There are currently at least six commercial fisheries harvesting six different species of euphausiids, or krill. Most of these fisheries have been operating for over 20 years but there is very little generally available information on these fisheries other than that for Antarctic krill. In this report we summarize information from a number of sources on the fisheries for, and relevant biology of, Antarctic krill (Euphausia superba), North Pacific krill (Euphausia pacifica) - which is fished off Japan and off western Canada -, Euphausia nana - fished off the coast of Japan -, Thysanoessa inermis - fished off the coast of Japan and off the eastern Canada - and Thysanoessa raschii and Meganyctiphanes norvegica - fished off eastern Canada. Additional information is also presented for Nyctiphanes australis for which a fishery has been proposed off southeast Australia. The current world catch of all species of krill is approximately 160 000 tonnes but few fisheries are being exploited to their maximum potential. The size of the world krill harvest is currently limited by lack of demand, although some fisheries are being deliberately managed at low levels because of concerns over the effects of harvesting krill on other elements of the marine ecosystem.
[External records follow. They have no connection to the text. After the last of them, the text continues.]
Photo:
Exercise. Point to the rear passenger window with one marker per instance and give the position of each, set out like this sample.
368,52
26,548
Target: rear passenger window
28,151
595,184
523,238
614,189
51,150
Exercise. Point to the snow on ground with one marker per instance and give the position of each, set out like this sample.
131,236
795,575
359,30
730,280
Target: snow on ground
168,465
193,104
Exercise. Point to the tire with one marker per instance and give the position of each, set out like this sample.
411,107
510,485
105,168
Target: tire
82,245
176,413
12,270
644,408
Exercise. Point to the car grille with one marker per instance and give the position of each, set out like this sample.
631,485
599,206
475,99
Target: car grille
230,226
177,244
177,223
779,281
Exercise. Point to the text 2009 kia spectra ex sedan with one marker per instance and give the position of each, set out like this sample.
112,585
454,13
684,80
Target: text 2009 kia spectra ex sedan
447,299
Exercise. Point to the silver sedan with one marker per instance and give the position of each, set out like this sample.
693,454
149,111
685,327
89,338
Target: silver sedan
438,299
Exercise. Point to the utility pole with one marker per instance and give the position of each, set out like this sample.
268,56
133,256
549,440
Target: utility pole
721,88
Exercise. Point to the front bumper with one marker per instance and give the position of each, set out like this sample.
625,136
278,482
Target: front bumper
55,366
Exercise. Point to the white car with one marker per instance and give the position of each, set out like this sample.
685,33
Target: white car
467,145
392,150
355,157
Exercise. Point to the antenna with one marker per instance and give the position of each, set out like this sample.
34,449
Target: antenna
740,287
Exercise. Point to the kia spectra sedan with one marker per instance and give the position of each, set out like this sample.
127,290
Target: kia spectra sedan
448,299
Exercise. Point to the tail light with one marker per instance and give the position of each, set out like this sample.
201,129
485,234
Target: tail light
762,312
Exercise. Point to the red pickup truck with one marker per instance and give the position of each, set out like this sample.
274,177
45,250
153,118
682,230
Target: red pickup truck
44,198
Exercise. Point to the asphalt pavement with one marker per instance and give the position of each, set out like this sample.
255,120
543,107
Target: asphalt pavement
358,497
Krill fisheries currently produce products mainly for the aquaculture and sport fishing market but considerable effort has also been put into developing products for human consumption, particularly from Antarctic krill. It is likely that the use of krill as an aquaculture feed will increase but this will be accompanied by developments in biotechnological and pharmaceutical products as well as improved food products. Because of the central ecological role of krill in many marine ecosystems, the subject of krill harvesting is a sensitive issue and krill fisheries require careful management. This requirement has spawned an innovative international management regime in the Antarctic - the Commission for the Conservation of Antarctic Marine Living Resources (CCAMLR) - and this has developed procedures for managing the harvest of Antarctic krill which may be applicable to other fisheries.